“LA COPA DAVIS SE JUEGA POR LA GLORIA”
Aun cuando por estos días la mirada está puesta en la finalización del calendario profesional y en el juego de las posibilidades de poder contar con tres argentinos en el Masters de Houston, la programación de la próxima temporada ya es un hecho. Y después de un año en el que el tour brindó excelentes resultados, una de las materias pendientes de la Legión es plasmar ese dominio en la Copa Davis.

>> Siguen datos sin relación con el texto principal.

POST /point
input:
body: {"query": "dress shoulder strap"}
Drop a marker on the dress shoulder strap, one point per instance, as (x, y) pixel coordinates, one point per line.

Después del temporal que provocó la carta que los jugadores enviaron a la Asociación Argentina de Tenis desde Montecarlo, en abril, Alberto Mancini, de 35 años, se convirtió en el sucesor de Gustavo Luza y estuvo a cargo del equipo en los Juegos de Atenas. Misionero de nacimiento, rosarino por adopción, Luli, ex N° 8 del mundo y campeón de Roma y Montecarlo en 1989, se sentará por primera vez en la silla de capitán cuando la Argentina se enfrente como local a la República Checa, un rival al que nunca pudo vencer en matches por el torneo de la Ensaladera de Plata. Y en el Buenos Aires Lawn Tennis Club, el escenario del partido que se disputará entre el 4 y el 6 de marzo próximo, Mancini entregó el primer boceto de su proyecto.
-¿Cómo ves a los checos? ¿Es un buen rival para arrancar?
-Creo que el sorteo y la condición de local son cosas importantes, pero la República Checa es un rival para tener cuidado. Cuenta con jugadores como Jiri Novak, ex top-ten y ganador en Tokio, alguien que si bien no le gusta jugar sobre polvo de ladrillo tuvo buenos resultados en esa superficie; Tomas Berdych, un jugador joven, en ascenso y peligroso, sumado al buen dobles que compone Martin Damm y Cyril Suk. Es un equipo sólido y debemos estar bien preparados.
-¿La preparación ya está en marcha?
-He tenido unos primeros contactos, algunos personales y otros por e-mail. La idea es tener una reunión con todos los jugadores, a fin de año, porque considero que, primordialmente, la Copa Davis tiene que ser encarada como un trabajo en conjunto en el que también deben participar los cuerpos técnicos. Ellos también definen los calendarios de los jugadores y creo que la misión del capitán es estar en permanente contacto con ellos.
-¿Cuál es la idea que tenés para conformar el equipo?
-Falta tiempo y puede pasar cualquier cosa en el medio. Lógicamente estoy pensando, analizando alternativas, pero prefiero no hablar públicamente antes de conversar con los jugadores. Si lo hago, empiezan las controversias: que Mancini dijo esto o lo otro. No vale la pena porque esas cosas desgastan las relaciones y yo busco otro perfil para este trabajo.
-Más allá de tu idea, ¿cuál sería el esquema elegido, cuatro singlistas?
-Repito, prefiero no hablar. Es lo mismo cuatro singlistas, tres singlistas y un doblista, o dos singlistas y una pareja de dobles. No hay que descartar nada.
-¿Es difícil o es sencillo ser capitán con tanta variedad de jugadores?
-En la medida en que se cuente con más jugadores me parece que es más fácil. Ante las alternativas con las que la Argentina cuenta, y sabiendo que no se juega en una sola superficie, nuestro país cuenta con tranquilidad para formar el equipo. Antes se lesionaba uno y se desmoronaba la estructura. Yo cuento con el privilegio de contar con muchos jugadores buenos.
-La Copa Davis es una materia pendiente para la Argentina. Después de todo lo que ocurrió en los últimos años y sabiendo que se cuenta con una gran base, ¿cuál es la fórmula para ganarla?
-Es difícil decirlo de un día para el otro. Pienso que tiene que haber convicción, determinación y entrega de todos los involucrados. Las tres patas del asunto (jugadores, capitán y dirigentes) deben tener un objetivo común. Tiene que haber una incentivación de forma que se establezca un compromiso con la meta de ganarla. La Copa Davis tiene que ser gran parte del objetivo de un año.
-Hay lugar sólo para cuatro. ¿Cómo se manejan las entradas y las salidas?
-Para mí, todos los jugadores forman parte del equipo. El seleccionado de fútbol lo componen los 11 que salen a la cancha y los 11 que están afuera. Hay que entender eso. Es lógico que cuando uno salga sienta frustración.
-¿A vos te pasó como jugador?
-Sí, un par de veces, pero supe entender que no era mi momento. Si todos luchan por el bien común, no tiene por qué haber enojos hacia la otra parte.
-Es parte de una identificación…
-Yo sé que todos los chicos tienen la ilusión y la motivación de jugarla. Los singlistas y los doblistas me lo han manifestado. El concepto es lograr la conciencia de equipo, más allá de todo: la Davis se juega por la gloria.